Take the John Hughes classic The Breakfast Club and elements of Sailor Moon and the magical girl trope, put it in a blender and hit frappe and you've got Jade Street Protection Services from Black Mask Studios. There's been a handful of magical girl-type of books to come out in the past year including Zodiac Starforce from Dark Horse, but Jade Street is different from the menu despite having similar ingredients.

We're introduced to this curious quintet of Kai, Saba, Divya, Neomi, and Emma, each coming from different backgrounds and offering something unique to the team. Combining a variety of weapons, skills and personalities, Katy Rex's characters balances out each other, yielding a fun team banter and charm that I haven't seen elsewhere. There's a lot more at stake here as well than just battling supernatural forces, something much more personal for the girls of Matsdotter Academy.

Rex sets up a solid intro to the girls right from the start, with their stats and what they're all about on the first page. She takes a page from the Scott Pilgrim playbook here, listing each girl's speciality, GPA, weapon proficiency, and a little bit of trivia about them so you can get an idea of their personality. The kids are thrown into detention after a training exercise gone wrong, and with this strange bonding experience, we learn a bit more about them here as well, including one of them is autistic and is more comfortable communicating via text, but who was also the narrator in our introduction. The thing that really drives this is the fact that these aren't perfect kids. As the son of a former Juvenile Probation and Intake Officer, I saw a few of these kids down the line. Nobody in comics is perfect, but it's nice to shine some light some well-meaning delinquents now and again.

What the girls aren't aware of is that the academy might not be the safest place in the world for people and their abilities. I won't go into plot specifics, but it gives the girls a true reason to stick together outside of their recently-forged friendships, even though that is the heart of the book. The dialog and banter among the girls feels natural, aside from the Lumberjanes-like treatment of how they handle obscene language, but if we can start using the phrase "sparkle bunnies" instead of f-bombs, I wouldn't mind.

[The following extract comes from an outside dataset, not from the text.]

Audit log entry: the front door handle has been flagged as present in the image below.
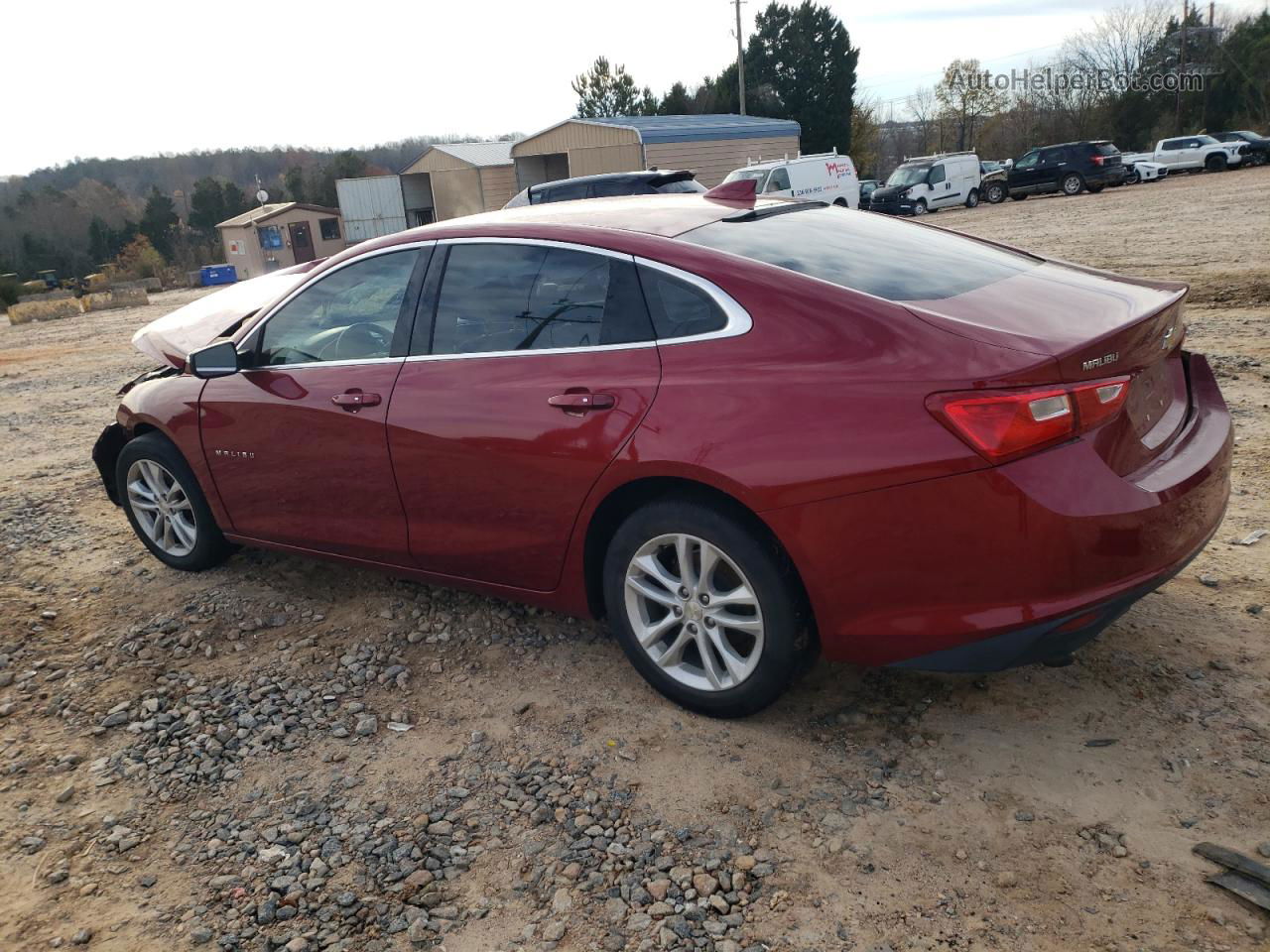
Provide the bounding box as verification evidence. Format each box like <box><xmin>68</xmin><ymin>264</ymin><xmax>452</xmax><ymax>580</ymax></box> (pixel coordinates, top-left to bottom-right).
<box><xmin>330</xmin><ymin>390</ymin><xmax>380</xmax><ymax>413</ymax></box>
<box><xmin>548</xmin><ymin>393</ymin><xmax>617</xmax><ymax>416</ymax></box>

Fabian Lelay's art style makes me think of something in the same wheelhouse as Logan Faerber's cartooning swirled around with Michael Walsh's figure composition. It's more whimsical, and the designs are straight up great. What was also so positive is that they didn't waste a ton of time with the transformation sequence. Fans of these kind of mangas will note that sometimes, the transformation will take up several pages, but here, just a few panels and it's right back into action. Mara Jayne Carpenter's colors are fantastic as well. They're muted and scaled back for the most part until you hit a more intimate moment, and it just highlights the scene more as you read.

Jade Street Protection Services stands out for a few reasons in the sea of releases, even outside of its fantastic diverse characters, it builds up this world just right and wants you to keep coming back and actually gives you a reason to. JSPS succeeds where a lot of these comics fail giving a lot of time with the main cast and really fleshing them out. True, that action of the issue doesn't come til near the end, but it gives you a strong first bite with an incentive to get eating.